The report and the NDP government claim that the Maritime Link is the only option that provides Nova Scotians with: A) a reliable source of clean energy with predictable prices for 35 years; B) a second connection to the North American grid, increasing the reliability of the electricity system; C) the flexibility to access more options for purchasing competitively priced electricity in the future; and D) the ability to balance more local renewable sources such as wind.
The report says importing hydroelectricity from Quebec could be as much as $400 million more expensive than the Maritime Link option, while adding a natural gas/wind combination could be as much as $1.5 billion more.
Nova Scotia Liberal Party leader Stephen McNeil said this week that the Dalton report relied too much on data from Emera, Nova Scotia Power’s parent company, a partner in the project with Nalcor Energy of Newfoundland. McNeil says the report also failed to probe the Quebec Hydro alternative in sufficient detail – noting that nearby New Brunswick has proven that a feasible long-term electricity deal with Quebec is possible. McNeil also complained that the Dexter government jumped the gun in signing an agreement on the Lower Churchill Project before releasing this report and prior to conducting due diligence on long-term natural gas pricing.
Nova Scotia Liberal Andrew Younger raised concerns regarding potential long-term power outages on the Muskrat Falls line that was cited in a Manitoba report on the project as well as uncertainty over possible escalating construction costs and the fact that he says Emera has been unable to tell Nova Scotians what to expect to pay for this power.

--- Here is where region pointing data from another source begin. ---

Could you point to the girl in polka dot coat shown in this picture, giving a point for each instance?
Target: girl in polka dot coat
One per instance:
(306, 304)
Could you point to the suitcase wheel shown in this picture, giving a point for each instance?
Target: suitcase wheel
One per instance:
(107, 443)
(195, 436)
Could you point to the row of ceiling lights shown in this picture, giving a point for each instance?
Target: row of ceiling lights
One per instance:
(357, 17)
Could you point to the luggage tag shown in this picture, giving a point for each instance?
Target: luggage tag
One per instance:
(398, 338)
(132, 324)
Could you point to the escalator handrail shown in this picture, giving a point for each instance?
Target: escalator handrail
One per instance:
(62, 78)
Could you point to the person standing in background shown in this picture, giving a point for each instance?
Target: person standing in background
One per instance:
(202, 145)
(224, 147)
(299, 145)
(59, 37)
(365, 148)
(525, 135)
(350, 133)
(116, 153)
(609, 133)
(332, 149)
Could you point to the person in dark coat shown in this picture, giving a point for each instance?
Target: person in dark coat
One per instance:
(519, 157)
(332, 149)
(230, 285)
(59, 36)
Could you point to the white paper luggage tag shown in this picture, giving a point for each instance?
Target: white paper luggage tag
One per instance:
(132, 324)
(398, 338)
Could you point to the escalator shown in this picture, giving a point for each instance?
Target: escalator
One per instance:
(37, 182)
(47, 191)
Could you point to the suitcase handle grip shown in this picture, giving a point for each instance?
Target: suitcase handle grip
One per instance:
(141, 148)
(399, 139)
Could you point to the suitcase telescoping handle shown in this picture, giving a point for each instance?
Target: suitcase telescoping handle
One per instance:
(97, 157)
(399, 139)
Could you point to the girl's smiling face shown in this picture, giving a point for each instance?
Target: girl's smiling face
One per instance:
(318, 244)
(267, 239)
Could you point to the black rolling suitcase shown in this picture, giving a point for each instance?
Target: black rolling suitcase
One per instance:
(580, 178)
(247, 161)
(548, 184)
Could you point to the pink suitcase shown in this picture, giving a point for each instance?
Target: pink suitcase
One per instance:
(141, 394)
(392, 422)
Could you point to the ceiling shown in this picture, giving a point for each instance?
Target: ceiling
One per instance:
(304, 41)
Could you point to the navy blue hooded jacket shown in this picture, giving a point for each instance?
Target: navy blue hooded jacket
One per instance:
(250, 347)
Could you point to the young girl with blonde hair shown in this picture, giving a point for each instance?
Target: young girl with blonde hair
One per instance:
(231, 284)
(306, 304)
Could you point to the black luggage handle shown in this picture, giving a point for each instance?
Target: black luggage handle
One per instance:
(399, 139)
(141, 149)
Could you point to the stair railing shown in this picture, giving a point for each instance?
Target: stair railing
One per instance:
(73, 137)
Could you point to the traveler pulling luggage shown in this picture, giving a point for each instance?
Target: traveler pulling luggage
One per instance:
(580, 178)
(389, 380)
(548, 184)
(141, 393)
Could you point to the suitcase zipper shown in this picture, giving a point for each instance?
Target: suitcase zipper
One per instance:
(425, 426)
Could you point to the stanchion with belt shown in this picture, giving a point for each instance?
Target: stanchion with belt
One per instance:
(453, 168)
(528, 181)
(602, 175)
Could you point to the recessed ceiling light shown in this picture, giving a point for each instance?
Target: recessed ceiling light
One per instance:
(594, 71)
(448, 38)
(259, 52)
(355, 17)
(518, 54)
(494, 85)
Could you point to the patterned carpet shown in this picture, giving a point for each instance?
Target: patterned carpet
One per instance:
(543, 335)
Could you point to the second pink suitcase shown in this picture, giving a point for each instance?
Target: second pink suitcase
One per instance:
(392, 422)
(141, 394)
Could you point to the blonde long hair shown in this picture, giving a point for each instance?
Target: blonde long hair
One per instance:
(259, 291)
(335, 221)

“Neither Premier Dexter nor anyone at NSP’s parent company Emera can tell us what we’ll be paying for the power from Muskrat Falls – what we do know is that this deal will result in 2-3 per cent rate hikes for 35 years. We won’t own the infrastructure at the end of this agreement, and the cost to build the Maritime Link has already increased by 25 per cent to $1.5 billion,” said Younger. “If this deal represents our energy future, then Nova Scotians have a right to be concerned,” he added.
Nova Scotia Progressive Conservative leader Jamie Baillie was also critical of the Dalton Report. He said he would have liked to see a price per kilowatt hour on the options.
“A hundred thousand dollars later and we still don’t know how much Muskrat Falls is going to cost ratepayers when it reaches their doorsteps. Nova Scotians deserve a full, transparent cost benefit analysis of Muskrat Falls, comparing it to all the alternatives, before it goes to the regulator,” Baillie added.
The Oran did not receive local responses on the issue from SuGen Research, Celtic Current or Scotian Windfields prior to press time. With the way this issue is shaping up don’t expect the debate over Nova Scotia’s energy future to end any time soon.
The UARB is expected to examine options and determine whether the Maritime Link is the lowest-cost option and in the best interest of Nova Scotia ratepayers.
The complete Dalton report can be found at novascotia.ca.